For the last half decade, almost all apps have been deployed with webpack/browserify/other bundles. All the assets get smashed together into a big custom bundle that doesn't get cached across sites.
This has been really sad & a big loss for the web, in my opinion. And it's one that we were about to emerge from[1], it seems like.
Alas, if we do go back to a more old-school CDN-based style of web scripting/javascripting, powered by our new ES Modules (& hopefully Import Maps) this new sharding-by-origin change will mean that we will never ever see the CDN hit-rate benefits we once saw.

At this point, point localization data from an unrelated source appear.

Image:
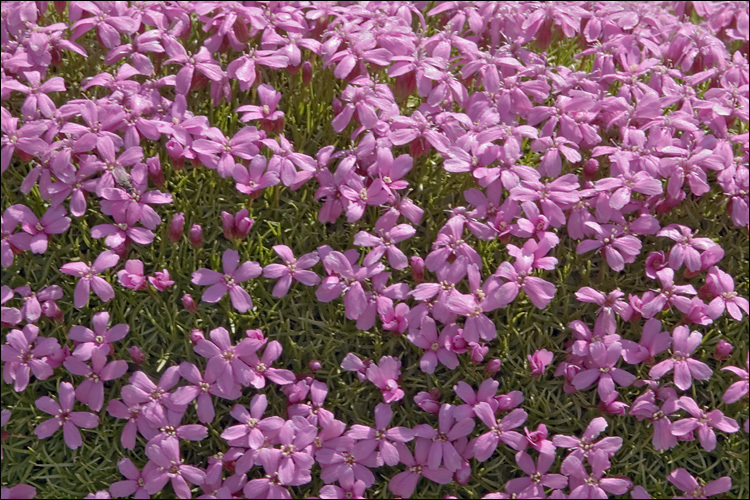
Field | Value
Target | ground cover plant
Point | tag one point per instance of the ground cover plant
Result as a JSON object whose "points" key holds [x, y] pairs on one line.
{"points": [[389, 249]]}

It seems like it is a necessary change, to protect the user from being tracked, but it still hurts my heart so much, that we are so near to getting back to sharing resources on the web, only to have all that sharing snatched away. Whatever metrics you are looking at today, know that they represent a very sad state of affairs, that brought great pain & suffering to the hearts of many webdevs who aspired for much much much higher hit rates.
I think the linked resources show that it probably never worked the way we hoped it would. The first investigation I linked was from 2011, prior to the existence of webpack.

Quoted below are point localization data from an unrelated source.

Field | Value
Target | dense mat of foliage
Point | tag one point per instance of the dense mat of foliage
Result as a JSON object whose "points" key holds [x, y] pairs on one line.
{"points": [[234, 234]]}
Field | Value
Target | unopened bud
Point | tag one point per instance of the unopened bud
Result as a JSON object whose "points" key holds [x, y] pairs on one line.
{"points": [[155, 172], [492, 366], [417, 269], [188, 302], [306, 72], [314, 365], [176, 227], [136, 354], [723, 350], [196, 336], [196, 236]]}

A lot of people have high-hopes that import-maps[1] will allow us to consume a variety of ES Modules from a variety of CDNs effectively. It gives us back the "bare specifies" that CommonJS introduced, where you say `import $ from "jquery/index.js"` in the code you write. Then the import-map helps the browser understand which CDN or otherwise to reach out to get that index.js file. We think this will allow ES Modules to be broadly usable & "modular", in a way that they have not been. I & a bunch of others are holding our breath on this one. It feels like it really can fix this huge hang up, giving us a way to author modules in a way that allows modular consumption.